No Sign of U.S. Recession in Freight Demand
- Shipping giant Maersk, considered a barometer for global trade, is not seeing signs of a U.S. recession as freight demand remains robust, the company’s chief executive said Wednesday. “We’ve seen in the last couple of years, actually, [the shipping container] market remaining surprisingly resilient to all the fear of recessions that there has been,” Vincent Clerc told CNBC’s “Squawk Box Europe” Wednesday, adding that container demand was generally a good indicator of underlying macroeconomic strength.
- U.S. inventories — goods being stored before delivery or processing — “are higher than they were at the beginning of the year, but they are not at a level that is worrisome or that seems to indicate a significant slowdown right in the offing,” Clerc said, despite noting some unpredictability in numbers for companies replenishing stocks.
- “We look also at purchase orders from a lot of retailers and consumer brands that need to import into the U.S. for the coming month of demand, and it seems still to be pretty robust ... at least the data and the indicators that we’re having seem to point toward still some good level of confidence that the current consumption levels in the U.S. will continue.”

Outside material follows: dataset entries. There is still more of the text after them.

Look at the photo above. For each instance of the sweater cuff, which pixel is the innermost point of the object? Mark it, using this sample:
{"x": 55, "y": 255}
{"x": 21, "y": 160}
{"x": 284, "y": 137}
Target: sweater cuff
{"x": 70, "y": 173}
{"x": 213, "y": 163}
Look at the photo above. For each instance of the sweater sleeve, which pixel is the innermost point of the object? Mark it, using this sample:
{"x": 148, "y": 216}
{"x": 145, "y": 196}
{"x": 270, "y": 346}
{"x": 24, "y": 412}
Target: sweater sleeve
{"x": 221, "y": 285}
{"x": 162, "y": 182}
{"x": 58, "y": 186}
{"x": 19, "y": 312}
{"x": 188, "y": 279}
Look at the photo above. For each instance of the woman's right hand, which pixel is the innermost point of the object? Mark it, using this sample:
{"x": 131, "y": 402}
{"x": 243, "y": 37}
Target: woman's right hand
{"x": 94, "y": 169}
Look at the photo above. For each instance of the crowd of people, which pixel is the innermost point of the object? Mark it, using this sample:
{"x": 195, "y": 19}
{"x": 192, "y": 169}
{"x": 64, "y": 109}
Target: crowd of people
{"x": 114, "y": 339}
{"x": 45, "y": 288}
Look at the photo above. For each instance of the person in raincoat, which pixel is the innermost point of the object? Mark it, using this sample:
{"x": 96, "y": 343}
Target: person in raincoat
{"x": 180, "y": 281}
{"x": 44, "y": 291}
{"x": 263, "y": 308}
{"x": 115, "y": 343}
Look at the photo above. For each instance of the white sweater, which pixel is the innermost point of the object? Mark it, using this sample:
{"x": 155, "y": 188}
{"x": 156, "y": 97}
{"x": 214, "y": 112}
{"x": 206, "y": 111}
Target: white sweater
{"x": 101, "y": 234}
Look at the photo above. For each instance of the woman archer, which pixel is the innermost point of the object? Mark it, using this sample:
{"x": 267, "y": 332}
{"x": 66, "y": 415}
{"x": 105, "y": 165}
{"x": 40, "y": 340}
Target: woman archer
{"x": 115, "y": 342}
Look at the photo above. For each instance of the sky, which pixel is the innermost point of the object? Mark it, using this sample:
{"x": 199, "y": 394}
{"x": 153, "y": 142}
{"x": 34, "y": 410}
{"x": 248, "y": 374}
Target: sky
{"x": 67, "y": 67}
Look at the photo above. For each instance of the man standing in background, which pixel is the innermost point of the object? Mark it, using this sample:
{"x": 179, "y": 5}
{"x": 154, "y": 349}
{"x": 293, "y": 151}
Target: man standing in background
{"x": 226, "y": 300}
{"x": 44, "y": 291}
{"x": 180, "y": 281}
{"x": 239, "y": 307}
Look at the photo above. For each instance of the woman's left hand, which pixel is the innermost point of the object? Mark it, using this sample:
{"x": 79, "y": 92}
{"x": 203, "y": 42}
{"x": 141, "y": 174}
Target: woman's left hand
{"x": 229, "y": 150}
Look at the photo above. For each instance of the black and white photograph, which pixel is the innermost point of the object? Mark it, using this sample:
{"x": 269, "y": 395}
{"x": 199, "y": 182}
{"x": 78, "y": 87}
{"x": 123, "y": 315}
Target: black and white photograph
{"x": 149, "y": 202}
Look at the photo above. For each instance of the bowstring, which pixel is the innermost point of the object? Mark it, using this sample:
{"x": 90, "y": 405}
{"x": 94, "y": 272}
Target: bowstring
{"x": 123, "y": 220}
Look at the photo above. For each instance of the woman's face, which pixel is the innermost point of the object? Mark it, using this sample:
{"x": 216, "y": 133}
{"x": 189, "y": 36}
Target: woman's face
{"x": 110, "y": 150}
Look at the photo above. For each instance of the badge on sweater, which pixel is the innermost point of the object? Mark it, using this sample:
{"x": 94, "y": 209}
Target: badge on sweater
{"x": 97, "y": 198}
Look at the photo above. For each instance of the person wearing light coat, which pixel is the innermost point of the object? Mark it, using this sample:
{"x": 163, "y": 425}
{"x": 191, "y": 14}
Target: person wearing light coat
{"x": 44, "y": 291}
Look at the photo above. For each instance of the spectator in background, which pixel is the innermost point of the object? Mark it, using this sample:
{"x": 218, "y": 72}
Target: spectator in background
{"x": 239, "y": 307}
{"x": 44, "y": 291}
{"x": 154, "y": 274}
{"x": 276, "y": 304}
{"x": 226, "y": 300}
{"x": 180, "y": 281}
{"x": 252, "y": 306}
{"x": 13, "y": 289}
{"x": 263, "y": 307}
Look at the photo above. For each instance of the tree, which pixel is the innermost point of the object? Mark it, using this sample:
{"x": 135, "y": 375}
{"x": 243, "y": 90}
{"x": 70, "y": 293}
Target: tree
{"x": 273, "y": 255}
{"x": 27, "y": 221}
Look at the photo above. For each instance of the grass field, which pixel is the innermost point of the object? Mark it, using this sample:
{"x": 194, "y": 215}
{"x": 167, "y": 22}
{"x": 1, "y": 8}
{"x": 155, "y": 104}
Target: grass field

- A report released by leasing platform Container xChange on Wednesday said indicators suggest inventories are higher than demand, meaning a less “prosperous time” in the coming months for container traders, the logistics market and retailers who stockpiled.
- Maersk’s Clerc said the company had been surprised by the resilience of container volumes across the last few years, and said it expected that to continue in the coming quarters — with no indication the global economy is heading toward recessionary territory.